Stahl: Die Lage ist wirklich sehr schlimm. Es sind durchgängig alle Altersschichten von Ebola betroffen, also auch die Kinder. Viele Kinder sind zu Waisen geworden, weil sie ihre Eltern durch Ebola verloren haben. Andere haben überlebt, sind dann folglich immun, werden aber aus Angst nicht mehr nach Hause gelassen. Sie sind gebrandmarkt. Cap Anamur betreut seit zwei Jahren ein Kinderhaus. Das nutzen wir jetzt, um diese Kinder unterzubringen. Dann gehen wir zu den Familien und erklären ihnen, dass ihre Kinder nicht mehr infektiös sind und sogar immun gegen Ebola.

Frage: Das Wissen über Ebola ist also immer noch zu gering?

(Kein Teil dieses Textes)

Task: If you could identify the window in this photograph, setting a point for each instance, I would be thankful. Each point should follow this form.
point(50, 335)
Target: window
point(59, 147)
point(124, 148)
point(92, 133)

Stahl: Das Wissen reicht nicht aus. Auch wenn die Regierung einiges tut, zum Beispiel appelliert, die Leichen zu verbrennen. In unserem Krankenhaus hatte es auch zwischenzeitlich Panik gegeben, das Klinikpersonal ist weggelaufen. Aber alle sind wieder da und gut geschult. Wir hatten ja auch vorher immer auf Mundschutz, Handschuhe und ständiges Händewaschen bestanden, und zum Glück hat sich niemand angesteckt.

Frage: Das Auswärtige Amt hat einen Förderantrag für Ihre Isolierstation abgelehnt. Warum?

Stahl: Cap Anamur finanziert sich bisher nur über private Spenden, um völlig unabhängig zu bleiben. Jetzt hatten wir erstmalig einen Förderantrag beim Auswärtigen Amt zum Bau der Station gestellt. Er wurde mit der Begründung abgelehnt, wir hätten ja mit dem Bau bereits begonnen. Da waren wir natürlich enttäuscht, denn verlorene Zeit kostet Menschenleben. Wir haben aber erfreuliche Hinweise, dass diese Erkenntnis jetzt auch in den Amtsstuben angekommen ist.